Direct exporting is selling directly into the market you have chosen using your own resources. Many companies, once they have established a sales program turn to agents and/or distributors to represent them further in that market. Agents and distributors work closely with you in representing your interests. They become the face of your company and thus it is important that your choice of agents and distributors is handled in much the same way you would hire a key staff person.
Partnering is almost a necessity when entering foreign markets and in some parts of the world (e.g. Middle East) it may be required. Partnering can take a variety of forms from a simple co-marketing arrangement to a sophisticated strategic alliance for manufacturing. Partnering is a particularly useful strategy in those markets where the culture, both business and social, is substantively different than your own as local partners bring local market knowledge, contacts and if chosen wisely customers.

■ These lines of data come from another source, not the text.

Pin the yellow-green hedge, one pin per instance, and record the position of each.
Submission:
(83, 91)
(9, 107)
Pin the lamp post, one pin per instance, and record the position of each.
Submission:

Joint ventures are a particular form of partnership that involves the creation of a third independently managed company. It is the 1+1=3 process. Two companies come together in a particular market, either geographic or product, and create a third company to undertake this. Risks and profits are normally shared equally.
Buying an existing Company
In some markets buying an existing local company may be the most appropriate entry strategy. This may be because the company has substantial market share, are a direct competitor to you or due to government regulations this is the only option for your firm to enter the market. It is certainly the most costly and determining the true value of a firm in a foreign market will require substantial due diligence. On the plus side this entry strategy will immediately provide you the status of being a local company and you will receive the benefits of local market knowledge, an established customer base and be treated by the local government as a local firm.
Franchising is the usual process for rapid market expansion. Franchising works well for firms that have a repeatable business model (eg. food outlets) that can be easily transferred into other markets. Two caveats are required when considering using the franchise model. The first is that your business model should either be very unique or have strong brand recognition that can be utilized internationally and secondly you may be creating your future competition in your franchisee
Turnkey projects are particular to companies that provide services such as environmental consulting, architecture, construction and engineering. A turnkey project is where the facility is built from the ground up and turned over to the client ready to go – turn the key and the plant is operational. This is a very good way to enter foreign markets as the client is normally a government and often the project is being financed by an international financial agency such as the World Bank so the risk of not being paid is eliminated.
Greenfield investments require the greatest involvement in international business. A Greenfield investment is where you buy the land, build the facility and operate the business on an ongoing basis in a foreign market. It is certainly the most costly and holds the highest risk but some markets may require you to undertake the cost and risk due to government regulations, transportation costs, and the ability to access technology or skilled labour.